Generalanwalt: Nationale Gerichte können im Betrugsfall die Sozialversicherungsbescheinigung von in der EU entsandten Arbeitnehmern außer Acht
EuGH-Generalanwalt 9.11.2017, C-359/16Die belgische Sozialinspektion stellte bei der der Kontrolle des belgischen Bauunternehmens Absa fest, dass das Unternehmen seit Jahren schon kein Personal mehr beschäftigte und sämtliche Arbeiten von bulgarischen Subunternehmern ausführen ließ. Diese entsandten Arbeitnehmer nach Belgien, um sie dort für Absa arbeiten zu lassen. Die Beschäftigung der entsandten Arbeitnehmer wurde der für die Erhebung der Sozialversicherungsbeiträge zuständigen belgischen Behörde nicht gemeldet, da die Arbeitnehmer E-101-Bescheinigungen besaßen, die vom zuständigen bulgarischen Träger ausgestellt worden waren. Die Bescheinigungen wiesen die Angliederung an das bulgarische Sozialversicherungssystem aus.
Die belgischen Behörden baten die bulgarischen Behörden um Widerruf der fraglichen Bescheinigungen. Diese gingen jedoch nicht darauf ein. Die belgischen Behörden leiteten daraufhin ein Strafverfahren gegen die Verantwortlichen des Unternehmens ein. Ihnen wurde u.a. zur Last gelegt, dass sie die Arbeitnehmer nicht für die Erhebung der Sozialversicherungsbeiträge angemeldet und sie nicht beim belgischen Amt für soziale Sicherheit versichert hatten.
Der Berufungsgerichtshof Antwerpen verurteilte die Betroffenen schließlich und stellte fest, dass die E-101-Bescheinigungen auf betrügerische Weise erlangt wurden mit dem Ziel, die Entsendevoraussetzungen der EU zu umgehen und sich dadurch einen Vorteil zu verschaffen. Der mit der Sache befasste Kassationsgerichtshof legte dem EuGH die Frage zur Vorabentscheidung vor, ob ein Gericht des Empfangsmitgliedstaats eine E-101-Bescheinigung für nichtig erklären oder außer Acht lassen kann, wenn bereits festgestellt worden ist, dass diese Bescheinigung auf betrügerische Weise erlangt oder in Anspruch genommen wurde.
Die Schlussanträge des Generalanwalts:
Der EuGH-Generalanwalt hat vorgeschlagen, zu entscheiden, dass ein Gericht des Empfangsmitgliedstaats nicht an die E-101-Bescheinigung gebunden ist, wenn es feststellt, dass diese betrügerisch erwirkt oder in Anspruch genommen wurde. Das Gericht kann dann die Bescheinigung außer Acht lassen.
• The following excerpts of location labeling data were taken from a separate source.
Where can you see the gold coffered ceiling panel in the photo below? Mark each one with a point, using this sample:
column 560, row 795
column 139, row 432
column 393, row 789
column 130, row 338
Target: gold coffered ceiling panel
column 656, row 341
Grundsätzlich bindet zwar nach ständiger Rechtsprechung die E-101-Bescheinigung die Träger des Empfangsmitgliedstaats. Daraus folgt, dass ein Gericht zur Überprüfung der Gültigkeit einer nicht widerrufenen oder für ungültig erklärten Bescheinigung nicht befugt ist. Doch diese Erwägungen gelten nicht, wenn ein Gericht eines Empfangsmitgliedstaats einen Betrug festgestellt hat, denn eine betrügerische Berufung auf das Unionsrecht ist nicht statthaft. Der Betroffene kann sich also in einem solchen Fall nicht auf die Bescheinigung berufen mit der Folge, dass die allgemeine Regelung, wonach der Arbeitnehmer dem Rechts des Mitgliedstaats unterliegt, in dem er seiner Beschäftigung nachgeht, zur Anwendung kommt.
Ansonsten würden die für den Betrug Verantwortlichen aus ihrem Verhalten Nutzen ziehen können und das Gericht müsste einen Betrug dulden. Zudem bedroht der Betrug auch die Kohärenz der Sozialversicherungssysteme der Mitgliedstaaten, stellt eine Art unlauteren Wettbewerb dar und stellt die Gleichheit der Arbeitsbedingungen auf den nationalen Arbeitsmärkten in Frage.
Der Betrug muss jedoch im Rahmen eines kontradiktorischen Verfahrens mit gesetzlichen Verfahrensgarantien festgestellt worden sein. Es muss durch die Behörden bewiesen worden sein, dass die Voraussetzungen für die Erteilung der Bescheinigung nicht vorliegen und dass die Betroffenen absichtlich das Nichtvorliegen verschleiert haben.